Quantifying the Rural-Urban Gradient in Latin America and the Caribbean
World Bank Policy Research Working Paper No. 3634
36 Pages Posted: 23 Jul 2005
Date Written: June 2005
Abstract
This paper addresses the deceptively simple question: what is the rural population of Latin America and the Caribbean? It argues that rurality is a gradient, not a dichotomy, and nominates two dimensions to that gradient: population density, and remoteness from large metropolitan areas. It uses geographically referenced population data (from the Gridded Population of the World, version 3) to tabulate the distribution of populations in Latin America, and in individual countries, by population density and by remoteness.

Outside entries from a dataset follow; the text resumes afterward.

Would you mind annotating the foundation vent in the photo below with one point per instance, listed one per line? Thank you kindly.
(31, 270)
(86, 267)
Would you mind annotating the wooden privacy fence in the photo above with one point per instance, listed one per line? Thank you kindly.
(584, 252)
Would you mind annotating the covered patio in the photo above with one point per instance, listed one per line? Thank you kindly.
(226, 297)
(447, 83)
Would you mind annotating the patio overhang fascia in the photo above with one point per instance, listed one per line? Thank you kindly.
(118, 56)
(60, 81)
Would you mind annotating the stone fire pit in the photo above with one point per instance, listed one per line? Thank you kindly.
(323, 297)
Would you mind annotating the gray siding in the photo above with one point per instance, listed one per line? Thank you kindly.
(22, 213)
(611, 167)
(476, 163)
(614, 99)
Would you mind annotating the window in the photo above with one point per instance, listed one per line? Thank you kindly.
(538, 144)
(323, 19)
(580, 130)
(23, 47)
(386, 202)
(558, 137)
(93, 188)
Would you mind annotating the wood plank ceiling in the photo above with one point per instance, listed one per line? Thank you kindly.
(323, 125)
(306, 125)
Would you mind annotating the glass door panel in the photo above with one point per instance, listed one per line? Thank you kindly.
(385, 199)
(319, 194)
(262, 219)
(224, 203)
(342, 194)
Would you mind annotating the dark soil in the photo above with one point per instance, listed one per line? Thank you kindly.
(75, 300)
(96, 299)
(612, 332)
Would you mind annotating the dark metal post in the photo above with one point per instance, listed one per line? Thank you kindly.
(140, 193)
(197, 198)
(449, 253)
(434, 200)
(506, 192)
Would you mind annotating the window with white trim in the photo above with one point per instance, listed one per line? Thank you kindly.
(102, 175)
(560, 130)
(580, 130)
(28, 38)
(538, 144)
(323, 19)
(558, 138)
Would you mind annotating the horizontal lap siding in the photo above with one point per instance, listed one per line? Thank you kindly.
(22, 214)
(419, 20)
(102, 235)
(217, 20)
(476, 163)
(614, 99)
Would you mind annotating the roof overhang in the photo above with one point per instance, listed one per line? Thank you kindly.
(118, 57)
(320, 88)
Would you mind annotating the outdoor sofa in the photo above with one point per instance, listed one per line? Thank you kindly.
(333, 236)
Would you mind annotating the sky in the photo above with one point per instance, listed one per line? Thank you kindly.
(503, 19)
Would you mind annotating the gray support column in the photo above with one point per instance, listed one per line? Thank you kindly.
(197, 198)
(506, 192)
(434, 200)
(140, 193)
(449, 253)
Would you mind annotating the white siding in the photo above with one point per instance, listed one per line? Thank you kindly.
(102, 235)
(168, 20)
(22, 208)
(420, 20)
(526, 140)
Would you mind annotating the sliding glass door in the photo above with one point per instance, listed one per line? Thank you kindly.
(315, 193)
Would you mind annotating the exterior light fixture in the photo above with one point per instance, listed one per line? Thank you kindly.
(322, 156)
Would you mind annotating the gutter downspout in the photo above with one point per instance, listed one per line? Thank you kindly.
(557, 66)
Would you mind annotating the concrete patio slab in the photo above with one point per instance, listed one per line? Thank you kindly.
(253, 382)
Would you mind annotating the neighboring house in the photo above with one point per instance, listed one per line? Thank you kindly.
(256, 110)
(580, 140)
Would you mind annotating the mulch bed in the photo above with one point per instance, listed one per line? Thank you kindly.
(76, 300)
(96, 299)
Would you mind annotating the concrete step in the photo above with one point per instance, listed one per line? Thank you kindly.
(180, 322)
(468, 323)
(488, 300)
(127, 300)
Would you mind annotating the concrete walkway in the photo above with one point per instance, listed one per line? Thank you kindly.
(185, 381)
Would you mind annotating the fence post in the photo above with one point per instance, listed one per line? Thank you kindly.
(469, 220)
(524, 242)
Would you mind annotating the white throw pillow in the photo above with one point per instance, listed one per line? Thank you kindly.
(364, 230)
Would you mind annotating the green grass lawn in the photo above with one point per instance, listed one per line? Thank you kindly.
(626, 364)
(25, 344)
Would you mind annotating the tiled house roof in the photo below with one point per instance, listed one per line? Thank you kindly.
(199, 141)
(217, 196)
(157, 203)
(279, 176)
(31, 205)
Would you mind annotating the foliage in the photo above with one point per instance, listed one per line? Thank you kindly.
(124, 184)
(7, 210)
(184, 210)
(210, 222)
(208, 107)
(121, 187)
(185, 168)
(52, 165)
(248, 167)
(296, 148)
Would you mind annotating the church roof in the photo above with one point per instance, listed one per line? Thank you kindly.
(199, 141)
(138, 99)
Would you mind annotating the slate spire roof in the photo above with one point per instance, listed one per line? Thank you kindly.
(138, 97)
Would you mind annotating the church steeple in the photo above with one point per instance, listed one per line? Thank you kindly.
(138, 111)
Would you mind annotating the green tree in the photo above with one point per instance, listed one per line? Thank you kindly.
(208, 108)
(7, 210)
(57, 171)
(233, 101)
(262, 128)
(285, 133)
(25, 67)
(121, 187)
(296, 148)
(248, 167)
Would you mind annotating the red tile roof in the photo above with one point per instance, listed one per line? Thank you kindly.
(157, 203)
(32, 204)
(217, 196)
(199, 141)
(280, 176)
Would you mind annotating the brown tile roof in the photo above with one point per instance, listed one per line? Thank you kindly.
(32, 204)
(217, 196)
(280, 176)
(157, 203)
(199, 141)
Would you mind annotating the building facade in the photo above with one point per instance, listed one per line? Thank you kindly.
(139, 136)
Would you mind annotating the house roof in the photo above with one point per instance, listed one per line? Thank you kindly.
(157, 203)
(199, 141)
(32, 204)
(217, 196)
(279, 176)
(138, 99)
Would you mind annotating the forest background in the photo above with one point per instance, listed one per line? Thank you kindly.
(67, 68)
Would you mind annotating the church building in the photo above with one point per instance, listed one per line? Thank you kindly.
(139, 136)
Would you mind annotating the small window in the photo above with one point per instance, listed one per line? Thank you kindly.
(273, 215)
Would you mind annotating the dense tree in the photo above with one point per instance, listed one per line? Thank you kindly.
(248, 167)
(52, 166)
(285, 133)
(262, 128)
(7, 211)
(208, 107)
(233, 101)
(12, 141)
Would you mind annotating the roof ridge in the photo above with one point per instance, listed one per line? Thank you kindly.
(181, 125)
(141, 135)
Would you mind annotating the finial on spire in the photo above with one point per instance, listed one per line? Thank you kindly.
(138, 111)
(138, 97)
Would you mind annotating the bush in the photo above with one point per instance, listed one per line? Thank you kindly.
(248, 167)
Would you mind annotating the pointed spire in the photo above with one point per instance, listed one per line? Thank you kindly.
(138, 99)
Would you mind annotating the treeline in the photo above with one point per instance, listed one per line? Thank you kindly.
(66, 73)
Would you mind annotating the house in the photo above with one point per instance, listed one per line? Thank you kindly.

It finds that the popular perception of Latin America as a 75% urban continent is misleading. Official census criteria, though inconsistent between countries, tend to classify as 'urban' small settlements of less than 2000 people. Many of these settlements are however embedded in an agriculturally based countryside. The paper finds that about 13% of LAC populations live at ultra-low densities, of less than 20 per square kilometer. Essentially all these people are more than an hour distant from a large city, and more than half live more than four hours distant. A quarter of LAC population is estimated to live at densities below 50, again essentially all of them more than an hour distant from a large city. Almost half (46%) of LAC lives at population densities below 150 (a conventional threshold for urban areas), and more than 90% of this group is at least an hour distant from a city; about a third of them (18% of LAC total) are more than four hours' distant from a large city.